Doom
id Softwareが放つ伝説的シューターの再始動作品。2016年5月にPC、PS4、Xbox Oneでリリースされ、その高速かつ残虐な戦闘とインダストリアルなサウンドトラックにより、シリーズを華麗に復活させました。
説明
『DOOM』は、id Softwareが手掛けた伝説的FPSシリーズの再始動(リブート)作品であり、2004年の『DOOM 3』に続くタイトルです。1993年のオリジナル版やその後の移植版と区別するため、『DOOM (2016)』と通称されます。プレイヤーは火星にあるユニオン・エアロスペース・コーポレーション(UAC)の施設で、悪魔の侵攻と共に目覚める古代の戦士「ドゥームスレイヤー」となり戦いに身を投じます。本作は長尺のカットシーンを排し、環境描写やコーデックスの記録を通じて物語が語られるため、プレイヤーの行動や戦闘のテンポが重視されています。
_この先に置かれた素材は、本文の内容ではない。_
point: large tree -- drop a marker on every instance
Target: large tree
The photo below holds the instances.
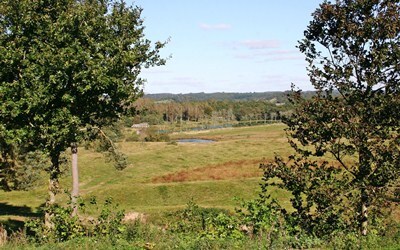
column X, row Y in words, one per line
column 347, row 136
column 67, row 65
火星の戦闘アリーナと地獄そのものを行き来するキャンペーンは、SFとオカルトホラーを見事に融合させています。ゲームプレイは、オリジナルの『DOOM』および『DOOM II』が持つ、高速かつ攻撃的な戦闘への原点回帰を設計コンセプトとしています。移動は極めてスピーディで、武器のリロードという概念は存在せず、機動力とリソース管理こそが生存の鍵となります。「グローリーキル」システムでは、弱った敵に対して残虐な近接フィニッシュを繰り出し、ヘルスを回収することが可能です。また、チェーンソーは敵を一撃で葬り去り、弾薬を供給する重要な戦略的ツールとなっています。武器ラインナップには、スーパーショットガン、プラズマライフル、ロケットランチャー、そして象徴的なBFG 9000といった、現代的にリファインされた名銃の数々が揃っています。id Tech 6エンジンにより、滑らかなアニメーションと高フレームレート、広大なレベルデザインを実現しました。シングルキャンペーンに加え、Certain Affinityと共同開発した対戦マルチプレイヤーモード、さらにはプレイヤーがマップやシナリオを作成・共有できるツール「SnapMap」も搭載されています。本作の開発は2008年に『DOOM 4』として始まりましたが、当初は軍事FPSの潮流を汲んだ、映画的で緩やかな展開のシューターとして構想されていました。幾多の困難を経て2011年にプロジェクトが再構築され、スピード感と暴力性、そして削ぎ落とされた語り口を重視する現行の姿へと昇華されました。当初はWindows、PlayStation 4、およびXbox One向けにリリースされました。批評面では、キャンペーンのテンポの良さ、戦闘メカニクス、そしてミック・ゴードンによるインダストリアル・メタルのサウンドトラックが絶賛され、伝説的な名声を博しました。商業的にも北米および英国で発売週に第2位の売上を記録するなど大成功を収め、シリーズの復活を決定づけました。この成功が後の『DOOM Eternal』(2020年)へと繋がり、物語とメカニクスのさらなる拡張を実現しました。